I wouldn't worry about him 'running away' when it's time for bed. Dogs would often rather 'play a game' first. You can have fun with that 'game' sometimes. Or not... your choice.

It sounds to me like your crate training is going perfectly. You could give advice on that, not take it. 

Good for you!


----------



## lily cd re (Jul 23, 2012)

MiniPoo said:


> I see the ex pen setup is for leaving the dog by himself for a long time. I can certainly understand that. I tried it with Dakota but he tore up the paper and tried to climb over my ex pen. I felt he was safer just putting him in the crate and took down the ex pen. He did not want to potty on papers anyway.
> 
> When I worked I came home at lunch to take the dogs out. But if you cannot do that, I can understand using an ex pen set up. If you are not home during the day, it will take longer to get him used to the crate.
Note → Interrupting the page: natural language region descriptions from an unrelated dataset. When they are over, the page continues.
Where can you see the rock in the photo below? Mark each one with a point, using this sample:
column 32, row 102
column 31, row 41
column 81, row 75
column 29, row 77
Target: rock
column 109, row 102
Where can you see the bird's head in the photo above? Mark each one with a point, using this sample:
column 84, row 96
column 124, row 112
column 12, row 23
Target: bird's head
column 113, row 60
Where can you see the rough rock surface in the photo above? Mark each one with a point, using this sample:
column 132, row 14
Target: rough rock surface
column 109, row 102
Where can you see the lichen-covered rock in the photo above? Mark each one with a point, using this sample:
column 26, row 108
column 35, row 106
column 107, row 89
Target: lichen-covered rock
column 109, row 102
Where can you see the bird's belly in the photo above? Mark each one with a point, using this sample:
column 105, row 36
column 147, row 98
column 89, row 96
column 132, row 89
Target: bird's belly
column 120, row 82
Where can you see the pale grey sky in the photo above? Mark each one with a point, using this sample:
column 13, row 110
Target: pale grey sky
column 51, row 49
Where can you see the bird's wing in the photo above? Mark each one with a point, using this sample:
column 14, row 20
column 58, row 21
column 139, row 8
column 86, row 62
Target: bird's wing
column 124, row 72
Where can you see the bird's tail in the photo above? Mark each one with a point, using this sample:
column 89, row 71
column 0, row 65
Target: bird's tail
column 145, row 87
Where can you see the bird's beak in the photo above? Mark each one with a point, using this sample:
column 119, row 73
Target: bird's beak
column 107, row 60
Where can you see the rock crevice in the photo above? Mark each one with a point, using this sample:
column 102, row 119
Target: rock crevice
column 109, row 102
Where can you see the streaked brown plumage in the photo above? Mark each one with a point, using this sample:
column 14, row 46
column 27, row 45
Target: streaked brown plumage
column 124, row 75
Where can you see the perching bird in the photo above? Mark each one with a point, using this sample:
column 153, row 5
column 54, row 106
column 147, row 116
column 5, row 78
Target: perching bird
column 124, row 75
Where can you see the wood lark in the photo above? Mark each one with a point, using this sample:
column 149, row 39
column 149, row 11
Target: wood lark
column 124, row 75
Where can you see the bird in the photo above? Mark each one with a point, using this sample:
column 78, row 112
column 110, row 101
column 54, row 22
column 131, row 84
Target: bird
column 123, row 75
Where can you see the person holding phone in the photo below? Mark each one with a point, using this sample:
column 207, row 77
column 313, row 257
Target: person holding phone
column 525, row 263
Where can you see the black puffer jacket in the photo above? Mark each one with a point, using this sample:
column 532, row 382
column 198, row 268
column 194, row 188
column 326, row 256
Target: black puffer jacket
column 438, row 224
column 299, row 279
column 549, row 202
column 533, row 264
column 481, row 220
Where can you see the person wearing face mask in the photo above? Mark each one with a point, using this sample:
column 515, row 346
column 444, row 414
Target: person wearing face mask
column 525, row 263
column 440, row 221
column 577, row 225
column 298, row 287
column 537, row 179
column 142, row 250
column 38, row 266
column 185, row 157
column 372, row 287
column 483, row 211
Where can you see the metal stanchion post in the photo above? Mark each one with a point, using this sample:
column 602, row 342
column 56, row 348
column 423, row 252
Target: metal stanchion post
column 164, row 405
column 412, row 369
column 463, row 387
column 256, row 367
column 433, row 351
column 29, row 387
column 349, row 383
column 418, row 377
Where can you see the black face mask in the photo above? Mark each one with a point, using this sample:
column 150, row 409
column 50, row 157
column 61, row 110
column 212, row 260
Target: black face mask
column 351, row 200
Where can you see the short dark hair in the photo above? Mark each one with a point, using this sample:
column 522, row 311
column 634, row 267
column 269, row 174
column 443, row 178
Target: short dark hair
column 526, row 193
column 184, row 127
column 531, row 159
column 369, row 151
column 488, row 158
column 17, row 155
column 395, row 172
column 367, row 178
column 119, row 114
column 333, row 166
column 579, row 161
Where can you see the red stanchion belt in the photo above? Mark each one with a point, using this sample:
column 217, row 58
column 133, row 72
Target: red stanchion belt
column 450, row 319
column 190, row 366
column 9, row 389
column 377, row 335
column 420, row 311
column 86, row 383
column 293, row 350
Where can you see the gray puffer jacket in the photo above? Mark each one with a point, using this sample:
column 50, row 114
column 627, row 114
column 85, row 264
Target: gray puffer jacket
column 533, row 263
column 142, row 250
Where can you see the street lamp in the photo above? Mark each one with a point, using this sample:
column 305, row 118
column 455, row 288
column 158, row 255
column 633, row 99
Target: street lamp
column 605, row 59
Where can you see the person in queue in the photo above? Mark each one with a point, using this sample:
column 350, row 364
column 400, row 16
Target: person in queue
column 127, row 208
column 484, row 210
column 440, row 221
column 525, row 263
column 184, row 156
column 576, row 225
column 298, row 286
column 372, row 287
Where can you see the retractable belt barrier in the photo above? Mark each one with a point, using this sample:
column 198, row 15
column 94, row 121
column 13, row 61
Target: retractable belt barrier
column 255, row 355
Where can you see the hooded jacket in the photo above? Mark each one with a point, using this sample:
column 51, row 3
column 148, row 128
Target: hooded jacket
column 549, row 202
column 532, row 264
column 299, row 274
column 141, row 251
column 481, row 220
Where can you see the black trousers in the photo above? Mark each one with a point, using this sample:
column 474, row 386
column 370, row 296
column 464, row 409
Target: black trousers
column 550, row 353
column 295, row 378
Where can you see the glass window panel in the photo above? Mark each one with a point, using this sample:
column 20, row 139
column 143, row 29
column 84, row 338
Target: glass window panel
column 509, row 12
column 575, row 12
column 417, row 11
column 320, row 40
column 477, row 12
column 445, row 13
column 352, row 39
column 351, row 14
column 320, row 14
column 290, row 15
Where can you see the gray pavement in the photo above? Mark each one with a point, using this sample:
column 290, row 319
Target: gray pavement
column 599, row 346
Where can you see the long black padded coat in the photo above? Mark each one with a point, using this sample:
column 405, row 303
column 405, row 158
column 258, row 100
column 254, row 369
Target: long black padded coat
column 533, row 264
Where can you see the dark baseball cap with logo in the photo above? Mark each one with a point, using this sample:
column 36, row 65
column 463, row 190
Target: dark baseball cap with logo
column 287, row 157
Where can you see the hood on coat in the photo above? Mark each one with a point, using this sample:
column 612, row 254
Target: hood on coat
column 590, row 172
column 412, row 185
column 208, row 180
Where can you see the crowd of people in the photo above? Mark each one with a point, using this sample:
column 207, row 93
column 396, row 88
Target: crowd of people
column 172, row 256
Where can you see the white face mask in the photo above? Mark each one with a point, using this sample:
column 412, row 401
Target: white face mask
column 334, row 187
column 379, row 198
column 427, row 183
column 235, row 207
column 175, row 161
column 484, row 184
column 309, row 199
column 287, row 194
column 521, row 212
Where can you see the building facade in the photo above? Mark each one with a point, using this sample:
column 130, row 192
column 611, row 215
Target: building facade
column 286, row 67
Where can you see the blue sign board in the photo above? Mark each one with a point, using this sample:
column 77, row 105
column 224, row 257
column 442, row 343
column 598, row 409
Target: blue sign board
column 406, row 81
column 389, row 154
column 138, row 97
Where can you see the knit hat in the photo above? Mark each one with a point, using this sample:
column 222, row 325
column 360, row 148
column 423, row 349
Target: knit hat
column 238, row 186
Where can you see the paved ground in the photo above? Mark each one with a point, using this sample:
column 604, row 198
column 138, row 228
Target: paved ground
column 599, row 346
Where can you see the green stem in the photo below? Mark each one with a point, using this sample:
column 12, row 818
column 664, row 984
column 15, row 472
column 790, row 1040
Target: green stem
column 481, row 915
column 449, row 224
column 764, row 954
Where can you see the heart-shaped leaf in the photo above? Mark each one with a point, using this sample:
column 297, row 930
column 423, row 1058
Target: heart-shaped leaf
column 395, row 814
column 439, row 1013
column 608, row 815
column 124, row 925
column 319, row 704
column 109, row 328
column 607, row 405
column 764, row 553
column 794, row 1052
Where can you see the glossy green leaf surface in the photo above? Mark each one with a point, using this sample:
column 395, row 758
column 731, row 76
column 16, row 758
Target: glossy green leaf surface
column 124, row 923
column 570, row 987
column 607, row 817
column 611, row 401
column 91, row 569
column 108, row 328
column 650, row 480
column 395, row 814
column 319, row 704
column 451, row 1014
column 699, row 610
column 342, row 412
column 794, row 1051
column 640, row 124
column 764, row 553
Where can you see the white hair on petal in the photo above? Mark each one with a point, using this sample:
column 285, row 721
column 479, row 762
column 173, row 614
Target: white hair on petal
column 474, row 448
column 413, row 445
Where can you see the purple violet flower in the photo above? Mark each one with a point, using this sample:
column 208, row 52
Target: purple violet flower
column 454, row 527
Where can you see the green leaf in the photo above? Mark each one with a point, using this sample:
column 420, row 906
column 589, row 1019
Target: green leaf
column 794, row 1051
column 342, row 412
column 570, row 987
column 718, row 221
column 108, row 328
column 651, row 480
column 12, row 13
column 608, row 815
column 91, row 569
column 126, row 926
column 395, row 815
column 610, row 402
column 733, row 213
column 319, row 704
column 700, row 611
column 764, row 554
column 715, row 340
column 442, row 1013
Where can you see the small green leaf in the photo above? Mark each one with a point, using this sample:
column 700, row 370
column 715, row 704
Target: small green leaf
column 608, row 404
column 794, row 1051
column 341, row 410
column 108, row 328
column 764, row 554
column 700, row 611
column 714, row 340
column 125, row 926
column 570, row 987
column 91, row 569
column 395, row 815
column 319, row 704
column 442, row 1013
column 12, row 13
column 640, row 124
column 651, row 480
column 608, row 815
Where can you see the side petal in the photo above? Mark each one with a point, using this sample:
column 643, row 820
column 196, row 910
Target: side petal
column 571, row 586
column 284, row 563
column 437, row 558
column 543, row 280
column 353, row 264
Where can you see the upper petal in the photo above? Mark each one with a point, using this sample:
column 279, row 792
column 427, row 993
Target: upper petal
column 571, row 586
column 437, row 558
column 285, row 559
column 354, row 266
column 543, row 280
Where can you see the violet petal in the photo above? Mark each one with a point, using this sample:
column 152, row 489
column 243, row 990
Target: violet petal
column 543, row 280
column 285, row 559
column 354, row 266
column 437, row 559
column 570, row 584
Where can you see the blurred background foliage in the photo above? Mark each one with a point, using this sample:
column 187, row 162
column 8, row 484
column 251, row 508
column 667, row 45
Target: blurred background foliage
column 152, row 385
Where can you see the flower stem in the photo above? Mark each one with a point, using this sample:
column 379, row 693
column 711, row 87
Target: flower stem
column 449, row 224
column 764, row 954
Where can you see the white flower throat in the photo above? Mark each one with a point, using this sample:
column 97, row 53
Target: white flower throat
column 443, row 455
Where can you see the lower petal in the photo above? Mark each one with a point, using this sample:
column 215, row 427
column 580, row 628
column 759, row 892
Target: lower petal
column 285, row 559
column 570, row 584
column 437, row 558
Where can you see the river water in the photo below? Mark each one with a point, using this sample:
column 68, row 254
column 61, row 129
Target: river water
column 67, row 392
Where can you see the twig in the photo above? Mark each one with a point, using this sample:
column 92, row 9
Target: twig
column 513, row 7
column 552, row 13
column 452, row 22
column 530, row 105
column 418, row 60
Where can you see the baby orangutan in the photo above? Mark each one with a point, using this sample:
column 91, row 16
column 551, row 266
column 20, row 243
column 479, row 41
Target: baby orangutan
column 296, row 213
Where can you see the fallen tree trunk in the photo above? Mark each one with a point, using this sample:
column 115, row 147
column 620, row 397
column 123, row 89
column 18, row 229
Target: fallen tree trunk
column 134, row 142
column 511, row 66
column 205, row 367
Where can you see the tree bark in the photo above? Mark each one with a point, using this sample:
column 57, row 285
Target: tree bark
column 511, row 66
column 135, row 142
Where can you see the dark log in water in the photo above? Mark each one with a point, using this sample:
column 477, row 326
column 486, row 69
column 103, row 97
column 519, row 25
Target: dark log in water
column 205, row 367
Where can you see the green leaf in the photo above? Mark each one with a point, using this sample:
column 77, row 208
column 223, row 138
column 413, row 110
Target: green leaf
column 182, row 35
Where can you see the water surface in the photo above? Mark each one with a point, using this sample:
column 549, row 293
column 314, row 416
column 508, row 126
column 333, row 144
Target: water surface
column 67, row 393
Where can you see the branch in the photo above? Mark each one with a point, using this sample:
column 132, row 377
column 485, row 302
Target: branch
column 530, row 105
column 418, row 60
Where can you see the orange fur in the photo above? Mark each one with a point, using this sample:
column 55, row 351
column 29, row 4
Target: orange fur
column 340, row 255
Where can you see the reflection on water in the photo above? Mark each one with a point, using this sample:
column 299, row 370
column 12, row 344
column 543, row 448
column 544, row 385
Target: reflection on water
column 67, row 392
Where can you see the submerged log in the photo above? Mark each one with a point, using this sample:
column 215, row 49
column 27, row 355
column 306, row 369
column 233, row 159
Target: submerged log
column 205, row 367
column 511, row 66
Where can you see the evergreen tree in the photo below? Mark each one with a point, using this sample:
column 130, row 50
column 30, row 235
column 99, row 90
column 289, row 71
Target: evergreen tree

MiniPoo I actually will be home most of the summer, but will crate and ex pen train for two reasons. First I will have to go back to a regular semester schedule in the fall. I know this transition is not enjoyed by Lily so I will want baby dog to be ok with my "sudden" absence and with being confined while no one is home. Second puppy will be a working dog as Lily and Peeves are. It is really important to have a dog that is happy to chill in the crate in between runs. If I am sitting near the crate I take her out, however I often find that Lily will put herself in her crate at trials when she decides she is tired. I can send her to her crate from a distance with a "Go Inside" order and know she is calm, cool and collected! Peeves also has good crate skills. I will want the little one to learn that asap too.


----------



## mom2Zoe (Jun 17, 2014)

to show you how much Zoe loves crate. I just walked into the kitchen and look what i found.


----------



## lepetitoeuf (May 3, 2015)

mom2Zoe said:


> to show you how much Zoe loves crate. I just walked into the kitchen and look what i found.
> View attachment 257961


Adorable! At least that gives me something for me to aim for


----------